だけどその後苦笑いで「まったく」と肩を竦めた。
「じゃあ私もミキとメグと、ついでに健太郎にも今日の思い出をプレゼントするよ!」
「ええっ」
「いいじゃん、そっちだけズルいからね、皆にも今日のことを思い出してもらうよ」
「そんなことしなくても忘れないけど」
「私だって忘れないよ! ワンピース見なくたって思い出すから!」
不意に愛原が吹き出して、すぐハッとした様子で口元を手で押さえる。
だけど俺も何だかおかしくて笑っちまう。
つられたように虹川も、最後に清野もとうとう笑い出して、すっかり和やかな雰囲気になった。

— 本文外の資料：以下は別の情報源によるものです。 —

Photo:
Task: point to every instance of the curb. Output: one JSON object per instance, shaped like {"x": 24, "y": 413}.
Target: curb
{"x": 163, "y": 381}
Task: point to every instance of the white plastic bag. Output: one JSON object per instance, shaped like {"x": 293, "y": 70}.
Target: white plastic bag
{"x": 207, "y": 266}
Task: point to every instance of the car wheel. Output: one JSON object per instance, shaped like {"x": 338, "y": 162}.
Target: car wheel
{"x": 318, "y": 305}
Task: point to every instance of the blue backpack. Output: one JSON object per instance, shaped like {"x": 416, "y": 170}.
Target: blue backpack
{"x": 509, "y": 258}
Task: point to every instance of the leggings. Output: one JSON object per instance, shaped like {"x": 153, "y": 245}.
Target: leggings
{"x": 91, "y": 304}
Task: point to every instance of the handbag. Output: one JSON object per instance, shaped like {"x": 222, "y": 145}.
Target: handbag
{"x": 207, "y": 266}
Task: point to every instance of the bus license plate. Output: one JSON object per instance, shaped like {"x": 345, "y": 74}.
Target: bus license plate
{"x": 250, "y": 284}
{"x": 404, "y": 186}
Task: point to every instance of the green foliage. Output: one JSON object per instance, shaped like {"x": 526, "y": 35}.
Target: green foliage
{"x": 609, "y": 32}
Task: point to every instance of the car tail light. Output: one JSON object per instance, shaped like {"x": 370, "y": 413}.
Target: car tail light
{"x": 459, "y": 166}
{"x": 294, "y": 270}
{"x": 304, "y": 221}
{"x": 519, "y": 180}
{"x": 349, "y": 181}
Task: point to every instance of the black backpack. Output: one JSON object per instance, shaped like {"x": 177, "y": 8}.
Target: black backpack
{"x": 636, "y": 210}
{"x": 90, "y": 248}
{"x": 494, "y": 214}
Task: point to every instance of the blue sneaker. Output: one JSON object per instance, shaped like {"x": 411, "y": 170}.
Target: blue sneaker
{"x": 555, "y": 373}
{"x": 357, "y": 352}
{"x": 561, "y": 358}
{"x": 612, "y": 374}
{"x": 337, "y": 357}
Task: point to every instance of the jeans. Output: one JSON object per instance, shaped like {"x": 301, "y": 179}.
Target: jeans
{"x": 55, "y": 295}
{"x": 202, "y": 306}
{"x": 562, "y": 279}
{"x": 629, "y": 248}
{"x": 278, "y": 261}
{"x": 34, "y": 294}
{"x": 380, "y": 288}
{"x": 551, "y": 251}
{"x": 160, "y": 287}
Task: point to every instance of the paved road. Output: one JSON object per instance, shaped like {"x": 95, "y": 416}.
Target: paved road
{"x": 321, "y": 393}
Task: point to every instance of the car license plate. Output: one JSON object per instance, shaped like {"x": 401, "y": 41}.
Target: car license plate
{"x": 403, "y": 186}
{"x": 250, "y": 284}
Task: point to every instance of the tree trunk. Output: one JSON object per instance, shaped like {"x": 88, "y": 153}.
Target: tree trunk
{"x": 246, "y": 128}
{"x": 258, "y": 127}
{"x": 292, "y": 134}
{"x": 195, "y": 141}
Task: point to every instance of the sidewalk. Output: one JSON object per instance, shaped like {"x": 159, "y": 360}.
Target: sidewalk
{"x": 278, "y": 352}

「じゃあ、他の店も見に行こう! 何かいいもの見つけなくちゃ!」
「そうだね、行こう」
「う、うん」
「よし、行くぞ!」
店を出て、改めて四人で和気あいあいと歩き出す。
俺も何かいいものを見つけたら三人にプレゼントしよう。
今度はちょっと高い物でもいい。
今日は軍資金をたっぷり持ってきているし、ある意味命が懸かったデートだからな、出し惜しみはナシだ。
「ほらほら、健太郎、チンタラ歩くな!」
「おい、腕を引っぱるなって」
「もうリンったら、今はスカートなんだから、あんまりはしゃいじゃダメだよ」
「えっへへ! まあね、たまには悪くないかな」
雰囲気の違う清野、可愛いな。
随分はしゃいで見えるが、よっぽどワンピースを気に入ってくれたんだろう。
それから―――何件か店を見て回って、今度は俺と清野、愛原から、虹川にぬいぐるみをプレゼントした。
フワフワした手触りのいい大きな白うさぎだ。
「わあ、可愛い、それに抱き心地もいいね」
ウサギのぬいぐるみをギュッと抱きしめる虹川の何という愛らしさよ。
満面の笑みで受け取ってくれて、俺達も大満足だ。
次は愛原、なんて話をしつつ、今度は雑貨屋に立ち寄った。
小物やアクセサリー以外にも色々と置いてある店だな、調理器具や食器なんかも扱っているようだ。
「あ、この水筒いいかも」
「ねえミキ見てよ、ほらこれ、インコがアルマジロ咥えてる置物!」
「えっ、なんで?」
二人で盛り上がっている虹川と清野から、少し離れた場所で何かを手に取り、じっと見ている愛原に気付く。
気になるものでも見つけたのか?
「愛原」
「あ、け、健太郎君」
「どうした?」
持っているのはキーホルダーか?
ビーズで出来ているみたいだ、デフォルメされたキャラクターだな。
キャンディ、マカロン、もう一つはソフトクリームか。
「あの、ね、これ、可愛いと思って」
「そうだな、確かに可愛い」
「う、うん」
どうやらシリーズみたいだな、おっ、あともう一種類あるぞ。
これは、せんべい? なんで?
「それで、その、これ、ミキちゃんと、リンちゃんと、あの」
もしかしてお揃いで持ちたいってことか。
だったらここは、いよいよ俺の出番だろう。
「そうか、ちょっとごめん!」
「えっ」
愛原の手から三種類のキーホルダーを貰い、ついでに取り残されていたせんべいのキーホルダーも手に取る。
まとめて会計へ持っていって支払いを済ませた。